If you are after a solid city car with a fun design inside and out, the Adam will appeal. It feels more grown-up than the 500, but poor motorway refinement and a firm ride let it down. It’s further hobbled by its range of outdated engines. However, an advanced three-cylinder turbo is in the pipeline, and this could be just the thing to propel the new Vauxhall to the top.

If you’re going to arrive late to the crowded premium city car party, you’d better make sure you get noticed. So it’s just as well the bold new Vauxhall Adam is going out of its way to make an impact.

Thanks to the extensive range of cosmetic options – which includes a choice of three contrasting roof shades, a trio of decal packs and 20 different alloy wheel designs – you’re unlikely to see two Adams that are the same. Still, all the glitzy colours and stickers in the world couldn’t make an ugly car look good.

Fortunately, Vauxhall has done a fine job with the exterior styling. There’s a hint of the Fiat 500 in the curved roofline and rounded side profile, but a low grille and swept back headlights create a sporty nose, while a slim tailgate gives the rear a distinctive look.

The interior will attract plenty of attention, too. As on the exterior, the options list allows your imagination free rein. You can pick from four base colours, 15 different seat treatments, 18 interchangeable decor panels, three headlinings, ambient light packages and a starlight roof that uses 64 LEDs to create the same ‘sky at night’ effect as you get in the Rolls-Royce Phantom.

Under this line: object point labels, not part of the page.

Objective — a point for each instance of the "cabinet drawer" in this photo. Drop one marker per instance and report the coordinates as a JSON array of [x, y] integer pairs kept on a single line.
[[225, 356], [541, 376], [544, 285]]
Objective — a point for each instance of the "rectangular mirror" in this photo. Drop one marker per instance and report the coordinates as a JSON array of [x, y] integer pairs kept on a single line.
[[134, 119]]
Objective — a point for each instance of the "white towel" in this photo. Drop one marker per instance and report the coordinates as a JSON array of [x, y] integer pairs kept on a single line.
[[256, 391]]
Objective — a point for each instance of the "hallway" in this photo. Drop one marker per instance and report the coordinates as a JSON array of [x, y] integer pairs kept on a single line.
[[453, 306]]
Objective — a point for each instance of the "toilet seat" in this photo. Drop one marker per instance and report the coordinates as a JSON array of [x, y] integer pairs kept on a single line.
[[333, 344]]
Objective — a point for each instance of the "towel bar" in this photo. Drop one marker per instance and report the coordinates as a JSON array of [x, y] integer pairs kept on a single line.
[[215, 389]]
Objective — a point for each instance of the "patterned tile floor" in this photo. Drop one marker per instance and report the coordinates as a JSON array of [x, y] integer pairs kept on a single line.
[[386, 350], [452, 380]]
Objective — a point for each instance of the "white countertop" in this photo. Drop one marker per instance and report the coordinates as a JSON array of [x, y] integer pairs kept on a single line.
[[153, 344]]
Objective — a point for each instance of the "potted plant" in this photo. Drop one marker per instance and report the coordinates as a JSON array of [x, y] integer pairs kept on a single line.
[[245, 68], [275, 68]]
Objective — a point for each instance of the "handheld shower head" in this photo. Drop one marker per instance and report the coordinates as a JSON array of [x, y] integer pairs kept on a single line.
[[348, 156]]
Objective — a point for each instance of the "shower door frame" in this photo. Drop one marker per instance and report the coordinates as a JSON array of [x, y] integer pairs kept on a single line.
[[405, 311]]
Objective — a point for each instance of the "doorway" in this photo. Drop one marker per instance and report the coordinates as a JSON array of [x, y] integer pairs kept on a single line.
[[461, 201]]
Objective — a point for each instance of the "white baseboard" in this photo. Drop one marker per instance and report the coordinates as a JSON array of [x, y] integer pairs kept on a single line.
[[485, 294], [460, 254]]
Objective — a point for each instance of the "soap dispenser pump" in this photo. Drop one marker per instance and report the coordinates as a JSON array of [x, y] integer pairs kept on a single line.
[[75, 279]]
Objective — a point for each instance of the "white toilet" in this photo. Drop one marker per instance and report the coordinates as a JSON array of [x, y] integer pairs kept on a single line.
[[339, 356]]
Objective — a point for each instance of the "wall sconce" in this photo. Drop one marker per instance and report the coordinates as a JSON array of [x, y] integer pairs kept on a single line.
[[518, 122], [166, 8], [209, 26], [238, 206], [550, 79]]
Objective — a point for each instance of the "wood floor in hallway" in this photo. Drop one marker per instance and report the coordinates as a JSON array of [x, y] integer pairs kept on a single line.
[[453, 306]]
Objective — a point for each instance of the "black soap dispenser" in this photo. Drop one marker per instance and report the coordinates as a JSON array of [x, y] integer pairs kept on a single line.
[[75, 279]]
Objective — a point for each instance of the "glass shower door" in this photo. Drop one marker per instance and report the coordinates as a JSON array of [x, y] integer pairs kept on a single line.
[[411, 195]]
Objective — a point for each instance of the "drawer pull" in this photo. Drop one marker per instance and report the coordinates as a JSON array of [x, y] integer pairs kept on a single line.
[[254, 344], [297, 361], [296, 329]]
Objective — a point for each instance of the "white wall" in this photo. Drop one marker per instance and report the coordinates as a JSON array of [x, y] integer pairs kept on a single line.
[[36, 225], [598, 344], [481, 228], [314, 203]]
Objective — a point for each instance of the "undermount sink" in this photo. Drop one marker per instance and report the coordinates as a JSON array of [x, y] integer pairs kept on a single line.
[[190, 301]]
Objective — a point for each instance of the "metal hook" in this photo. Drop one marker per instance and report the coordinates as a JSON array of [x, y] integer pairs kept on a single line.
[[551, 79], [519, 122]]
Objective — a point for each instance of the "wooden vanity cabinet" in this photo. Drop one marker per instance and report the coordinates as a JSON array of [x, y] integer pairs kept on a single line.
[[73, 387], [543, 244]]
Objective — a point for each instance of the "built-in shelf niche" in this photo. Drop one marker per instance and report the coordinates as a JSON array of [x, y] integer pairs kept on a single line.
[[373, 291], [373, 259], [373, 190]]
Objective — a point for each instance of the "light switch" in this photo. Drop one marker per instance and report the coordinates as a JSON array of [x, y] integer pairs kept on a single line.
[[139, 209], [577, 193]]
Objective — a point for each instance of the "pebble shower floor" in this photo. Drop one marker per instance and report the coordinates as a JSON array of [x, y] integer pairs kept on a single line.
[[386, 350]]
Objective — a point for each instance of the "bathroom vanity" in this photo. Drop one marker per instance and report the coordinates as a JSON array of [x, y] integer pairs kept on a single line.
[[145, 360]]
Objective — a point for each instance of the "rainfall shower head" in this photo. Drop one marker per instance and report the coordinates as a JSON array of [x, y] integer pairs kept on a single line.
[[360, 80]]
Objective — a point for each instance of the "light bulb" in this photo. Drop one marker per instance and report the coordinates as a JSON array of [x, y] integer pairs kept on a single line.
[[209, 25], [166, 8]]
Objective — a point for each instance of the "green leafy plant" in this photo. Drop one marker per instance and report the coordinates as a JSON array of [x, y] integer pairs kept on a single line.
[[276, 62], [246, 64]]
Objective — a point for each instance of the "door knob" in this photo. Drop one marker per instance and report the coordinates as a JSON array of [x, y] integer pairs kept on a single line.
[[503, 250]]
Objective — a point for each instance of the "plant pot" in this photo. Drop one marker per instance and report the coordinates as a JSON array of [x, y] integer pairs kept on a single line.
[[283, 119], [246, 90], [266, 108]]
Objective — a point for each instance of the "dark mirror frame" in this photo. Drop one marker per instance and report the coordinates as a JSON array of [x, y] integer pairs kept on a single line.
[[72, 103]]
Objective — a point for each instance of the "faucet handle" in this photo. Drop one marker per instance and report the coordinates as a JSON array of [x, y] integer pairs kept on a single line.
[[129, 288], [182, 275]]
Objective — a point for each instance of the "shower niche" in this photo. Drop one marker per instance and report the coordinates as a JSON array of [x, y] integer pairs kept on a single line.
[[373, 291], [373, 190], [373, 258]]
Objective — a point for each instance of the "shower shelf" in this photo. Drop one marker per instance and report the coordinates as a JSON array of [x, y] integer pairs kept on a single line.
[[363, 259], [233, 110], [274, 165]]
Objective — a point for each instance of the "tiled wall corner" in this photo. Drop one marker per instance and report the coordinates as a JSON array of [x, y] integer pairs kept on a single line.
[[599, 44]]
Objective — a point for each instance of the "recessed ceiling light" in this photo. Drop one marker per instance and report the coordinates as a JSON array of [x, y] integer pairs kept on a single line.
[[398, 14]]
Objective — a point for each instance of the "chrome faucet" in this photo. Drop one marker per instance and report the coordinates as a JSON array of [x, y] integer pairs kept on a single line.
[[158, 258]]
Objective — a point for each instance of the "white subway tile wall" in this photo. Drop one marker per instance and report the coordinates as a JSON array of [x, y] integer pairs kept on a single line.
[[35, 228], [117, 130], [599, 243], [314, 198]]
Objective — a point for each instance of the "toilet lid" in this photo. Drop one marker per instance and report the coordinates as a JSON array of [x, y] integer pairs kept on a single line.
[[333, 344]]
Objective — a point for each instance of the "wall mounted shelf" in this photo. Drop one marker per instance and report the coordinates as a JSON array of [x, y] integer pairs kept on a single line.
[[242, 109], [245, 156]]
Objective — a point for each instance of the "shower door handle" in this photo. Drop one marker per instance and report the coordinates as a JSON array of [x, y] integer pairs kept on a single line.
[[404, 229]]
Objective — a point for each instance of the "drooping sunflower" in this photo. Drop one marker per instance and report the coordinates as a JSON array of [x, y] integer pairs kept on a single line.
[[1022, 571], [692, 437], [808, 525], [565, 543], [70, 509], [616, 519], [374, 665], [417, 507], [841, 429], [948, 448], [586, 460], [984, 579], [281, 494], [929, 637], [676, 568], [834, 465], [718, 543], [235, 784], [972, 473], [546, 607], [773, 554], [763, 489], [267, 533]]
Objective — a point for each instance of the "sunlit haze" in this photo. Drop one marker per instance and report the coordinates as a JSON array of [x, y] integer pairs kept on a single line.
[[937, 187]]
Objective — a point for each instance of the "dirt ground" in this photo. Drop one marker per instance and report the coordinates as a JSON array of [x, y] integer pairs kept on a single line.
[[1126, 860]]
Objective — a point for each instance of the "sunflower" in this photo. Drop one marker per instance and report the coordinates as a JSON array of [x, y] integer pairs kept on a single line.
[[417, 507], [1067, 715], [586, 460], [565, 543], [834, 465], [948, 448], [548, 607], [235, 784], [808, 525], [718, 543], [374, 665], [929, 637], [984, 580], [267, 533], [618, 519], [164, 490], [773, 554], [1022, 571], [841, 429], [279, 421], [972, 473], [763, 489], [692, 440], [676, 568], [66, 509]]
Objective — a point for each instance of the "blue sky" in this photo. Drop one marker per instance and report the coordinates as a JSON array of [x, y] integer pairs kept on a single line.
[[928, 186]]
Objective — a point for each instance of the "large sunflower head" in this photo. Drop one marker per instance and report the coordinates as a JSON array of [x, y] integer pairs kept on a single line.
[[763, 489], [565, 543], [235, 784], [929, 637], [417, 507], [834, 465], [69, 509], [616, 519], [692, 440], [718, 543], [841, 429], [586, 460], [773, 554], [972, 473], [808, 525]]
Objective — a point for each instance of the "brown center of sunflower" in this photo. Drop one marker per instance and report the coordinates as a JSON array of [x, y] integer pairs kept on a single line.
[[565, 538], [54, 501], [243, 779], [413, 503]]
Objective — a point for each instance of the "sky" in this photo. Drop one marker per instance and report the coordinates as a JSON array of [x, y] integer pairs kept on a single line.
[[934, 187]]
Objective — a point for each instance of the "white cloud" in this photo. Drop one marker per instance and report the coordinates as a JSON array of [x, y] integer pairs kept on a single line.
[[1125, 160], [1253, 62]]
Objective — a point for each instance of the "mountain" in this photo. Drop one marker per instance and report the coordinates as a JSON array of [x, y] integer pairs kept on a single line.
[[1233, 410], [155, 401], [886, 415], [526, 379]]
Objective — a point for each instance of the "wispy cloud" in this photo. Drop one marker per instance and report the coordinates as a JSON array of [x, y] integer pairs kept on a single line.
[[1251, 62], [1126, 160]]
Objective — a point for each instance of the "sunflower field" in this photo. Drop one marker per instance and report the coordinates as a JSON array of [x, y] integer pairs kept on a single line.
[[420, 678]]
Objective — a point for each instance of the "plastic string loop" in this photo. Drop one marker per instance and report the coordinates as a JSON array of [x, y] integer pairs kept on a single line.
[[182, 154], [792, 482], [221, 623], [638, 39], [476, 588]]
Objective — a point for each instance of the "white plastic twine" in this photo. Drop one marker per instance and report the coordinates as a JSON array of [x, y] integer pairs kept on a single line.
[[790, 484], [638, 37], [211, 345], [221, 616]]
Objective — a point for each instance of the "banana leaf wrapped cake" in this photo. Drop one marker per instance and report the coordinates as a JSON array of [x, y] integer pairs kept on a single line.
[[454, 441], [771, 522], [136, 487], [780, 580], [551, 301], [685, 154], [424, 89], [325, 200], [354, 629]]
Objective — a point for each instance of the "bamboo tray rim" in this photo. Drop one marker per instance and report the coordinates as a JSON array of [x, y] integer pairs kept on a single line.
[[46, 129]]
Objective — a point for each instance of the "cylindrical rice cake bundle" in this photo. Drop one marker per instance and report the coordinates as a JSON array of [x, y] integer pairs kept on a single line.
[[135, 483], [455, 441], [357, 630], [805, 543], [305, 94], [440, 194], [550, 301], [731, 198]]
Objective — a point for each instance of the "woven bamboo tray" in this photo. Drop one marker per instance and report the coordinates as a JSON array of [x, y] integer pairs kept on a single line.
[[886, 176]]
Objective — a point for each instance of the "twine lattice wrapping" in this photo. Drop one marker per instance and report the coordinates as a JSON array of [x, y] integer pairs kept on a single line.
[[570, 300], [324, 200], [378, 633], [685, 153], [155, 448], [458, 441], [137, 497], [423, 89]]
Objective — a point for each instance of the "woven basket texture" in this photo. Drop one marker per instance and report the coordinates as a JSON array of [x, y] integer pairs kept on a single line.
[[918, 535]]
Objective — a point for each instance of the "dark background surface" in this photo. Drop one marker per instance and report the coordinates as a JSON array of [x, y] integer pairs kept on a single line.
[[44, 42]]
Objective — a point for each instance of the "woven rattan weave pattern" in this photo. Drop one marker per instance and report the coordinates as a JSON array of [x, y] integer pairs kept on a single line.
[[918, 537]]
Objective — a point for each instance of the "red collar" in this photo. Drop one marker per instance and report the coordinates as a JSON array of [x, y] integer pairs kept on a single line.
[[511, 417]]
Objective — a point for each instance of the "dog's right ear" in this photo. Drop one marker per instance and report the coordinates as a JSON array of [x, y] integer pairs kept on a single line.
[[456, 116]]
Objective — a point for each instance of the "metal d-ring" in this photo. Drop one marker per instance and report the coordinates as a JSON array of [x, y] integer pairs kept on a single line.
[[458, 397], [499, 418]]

Fans of hi-tech gadgets will love the £275 Intellilink system. The seven-inch touchscreen allows you to access up to four smartphones, wirelessly stream music and connect to the internet. Look past this array of choice and the cabin is smart and well put together. With classy materials and plenty of adjustment on the seat and steering wheel, the Adam feels more upmarket than the 500.

Elsewhere, the three-spoke leather wheel is great to hold and you get glitzy red highlights in the dials, plus chrome-ringed buttons. There are plenty of places to store stuff around the cabin, although the boot will only swallow 170 litres of luggage, which is 15 litres less than the already cramped Fiat. Adults can just about squeeze into the back seats, but despite its bigger exterior dimensions, passenger space is no better than in the 500, which is disappointing.

The Vauxhall trails under the bonnet, too: its 1.4-litre engine has 130Nm of torque, which is 15Nm down on the tiny 875cc Fiat’s. Factor in the Adam’s 190kg heavier kerbweight (at 1,120kg) and it’s no surprise to find the new car feels sluggish compared with the perky 500. And while throttle response is crisp and there’s a slight rasp to the exhaust note, the Vauxhall’s 1.4-litre engine sounds strained at high revs and feels flat under acceleration.

The vague five-speed box isn’t great, either. But one of our biggest complaints is the road noise, which takes the edge off refinement.

As does the firm ride. Cars fitted with 17-inch wheels (like our test car) or 18-inch wheels get a sports chassis with firmer damping and revised steering. We’d avoid this, as the ride is irritatingly unsettled.

The steering also disappoints. The wheel initially responds sharply, but the weighting is artificial, so while there’s a hint of hot hatch-style involvement, the Adam doesn’t have the feedback of the class benchmark, the MINI. On the plus side, body control is better than in the Fiat and there’s plenty of grip. With standard stability control, strong brakes and vice-free handling, the Adam feels like a more robustly engineered product than the 500. We just wish there was more fun to be had.

However, considered as a whole, the Adam is certainly a desirable machine. And while it’s more expensive than the 500, it arguably looks good value against the likes of the Audi A1 or MINI. But residual values aren’t great – a worry for private buyers – while business users will be put off by the Vauxhall’s higher emissions, which will bring bigger company car tax bills. The question is whether the Adam can offset this with its quality, design and individuality.